I am using an Event Grid connection along with a Logic App that triggers a runbook when certain conditions are met.
As a System Assigned Managed Identity everything worked well. I moved to a User Managed Identity and that is successful. However, it's only successful if I add the User Managed Identity as a Contributor in the Resource Group where the Logic App is created.
I have a need to crop the permissions down to what is actually required rather than have this managed identity with the 11k permissions that the Contributor role comes with.
How can I figure out what permissions I need to enable for this role to get the Logic app to trigger successfully?
Can I make use of the tracking ID to get further information as to what actually failed for the trigger? The Failed
message under the Trigger History
tab doesn't give a lot to go on.
CodePudding user response:
What you are probably looking for is the full list of the Azure Resource Operation Providers.
From there you can look for the Azure Logic App and see what operations are available.

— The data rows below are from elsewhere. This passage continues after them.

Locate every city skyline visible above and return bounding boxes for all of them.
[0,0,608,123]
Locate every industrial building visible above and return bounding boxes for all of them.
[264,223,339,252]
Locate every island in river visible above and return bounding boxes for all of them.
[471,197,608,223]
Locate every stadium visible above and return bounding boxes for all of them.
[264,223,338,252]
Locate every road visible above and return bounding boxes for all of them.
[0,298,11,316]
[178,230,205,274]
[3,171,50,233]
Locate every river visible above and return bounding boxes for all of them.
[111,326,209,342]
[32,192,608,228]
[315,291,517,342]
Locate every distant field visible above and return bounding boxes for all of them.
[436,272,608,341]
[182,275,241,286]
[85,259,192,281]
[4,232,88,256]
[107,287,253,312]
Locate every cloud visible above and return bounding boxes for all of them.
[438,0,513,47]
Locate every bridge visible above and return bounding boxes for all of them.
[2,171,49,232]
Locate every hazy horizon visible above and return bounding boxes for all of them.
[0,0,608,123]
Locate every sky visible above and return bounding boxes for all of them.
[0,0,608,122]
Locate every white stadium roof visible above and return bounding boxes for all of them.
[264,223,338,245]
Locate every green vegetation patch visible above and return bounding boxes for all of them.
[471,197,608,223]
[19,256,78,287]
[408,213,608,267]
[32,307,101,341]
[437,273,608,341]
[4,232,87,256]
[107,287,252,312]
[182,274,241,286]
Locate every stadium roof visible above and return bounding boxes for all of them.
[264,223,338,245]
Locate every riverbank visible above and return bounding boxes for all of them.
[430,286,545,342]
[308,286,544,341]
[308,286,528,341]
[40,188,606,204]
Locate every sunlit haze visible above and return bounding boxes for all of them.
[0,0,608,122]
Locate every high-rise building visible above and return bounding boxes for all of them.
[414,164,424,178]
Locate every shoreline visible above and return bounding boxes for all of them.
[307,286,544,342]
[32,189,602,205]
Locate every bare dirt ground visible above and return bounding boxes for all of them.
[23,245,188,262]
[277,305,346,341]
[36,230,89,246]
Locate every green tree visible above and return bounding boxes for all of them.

So most probably here you want Microsoft.Logic/workflows/triggers/run/action
and a couple of others.
From there, you can either try to map it with existing Azure built-in roles (maybe Logic App Operator ?) or you can even create your own custom role to ensure about a perfect least-privilege principle.
EDIT : If you went for a single-tenant Logic App (standard SKU), it is important to remember that the architecture is running onto Functions runtime, so it might also shares some operation providers with that one, like Microsoft.Web/sites/hostruntime/host/action
. In that case, Website Contributor should do the trick!
CodePudding user response:
Well, with no information in the Activity Log as recommended by @jul_DW it was a bit of a hard slog to find out the permissions required to get this logic app to work.
As this is a logic app fired by a user managed identity and tied to an event grid subscription I happened to start looking into those permissions, starting with the EventGrid Subscription Contributor
Role.
But boiled it down to a single missing permission in the end: Microsoft.EventGrid/eventSubscriptions/write
.
Plus, of course the Microsoft.Logic/workflows/triggers/run/action
permission is also required for the user managed identity.